Gov. Gavin Newsom is expected to sign a bill, SB 485, that will extend the tax credit through 2030. On Wednesday night, the bill was amended to require productions that receive the credit to set hiring goals that are “broadly reflective of California’s population, in terms of race, ethnicity, and gender.”

Diversity in Hollywood has been a topic of discussion for years, but until recently there were few incentives to promote it. In 2020, the Academy of Motion Picture Arts and Sciences adopted inclusion standards to be eligible for best picture. A few other states — including Illinois and New Jersey — have added diversity criteria to their film credit programs.

“There comes a point where you can’t just talk about it any more — you have to show action,” said Assemblywoman Wendy Carrillo, D-Los Angeles, one of the key advocates for adding a diversity requirement to California’s film incentive.

California is 40% Latino, 35% white, 16% Asian American, and 6.5% Black, according to the most recent Census estimates. In 2020, the California Film Commission reported that the state’s film and TV workforce — for those whose race or ethnicity could be determined — was 70% white, 17% Latino, 7% Black and 4% Asian American. That data came from projects that received a tax credit from 2015 to 2020.

The report also showed a vast gender disparity, with 75% of film and TV jobs held by men, and 25% held by women.

Under the bill, which would take effect on July 1, 2023, recipients of the state’s film tax credit would have to submit a diversity work plan. The law would not specify the goals of the plan, other than to say that hiring must be “broadly reflective” of the state’s population.

Productions must also submit a final diversity report, showing whether it met its hiring goals.

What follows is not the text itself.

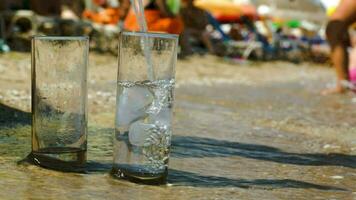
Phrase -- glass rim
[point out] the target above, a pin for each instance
(43, 37)
(151, 34)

Productions that are able to show that they met their goals or made a “good faith effort” will be eligible for an additional 4% tax credit, on top of the 20% or 25% credit allowed under current law.

The same provision — the diversity work plan requirement and the 4% bonus — was included in a separate, $150 million California incentive for construction of new production soundstages, which was approved last year.

In crafting the diversity requirement, lawmakers must navigate around Proposition 209, the 1996 initiative that amended the state constitution to outlaw affirmative action in state hiring, school admissions and state contracting.

The regulations for the soundstage credit, which were published earlier this year, say there is no intent “to require or encourage the diversity work plan to include quotas or other numeric goals.” By putting the onus on productions to create their own diversity plans — without explicitly stating what the plans should include — lawmakers hope to avoid triggering constitutional concerns.

Last year, Newsom signed a temporary two-year increase in the credit, bringing the annual total to $420 million for the fiscal years ending in 2022 and 2023. The program is set to return to $330 million next year unless lawmakers decide to approve a further expansion.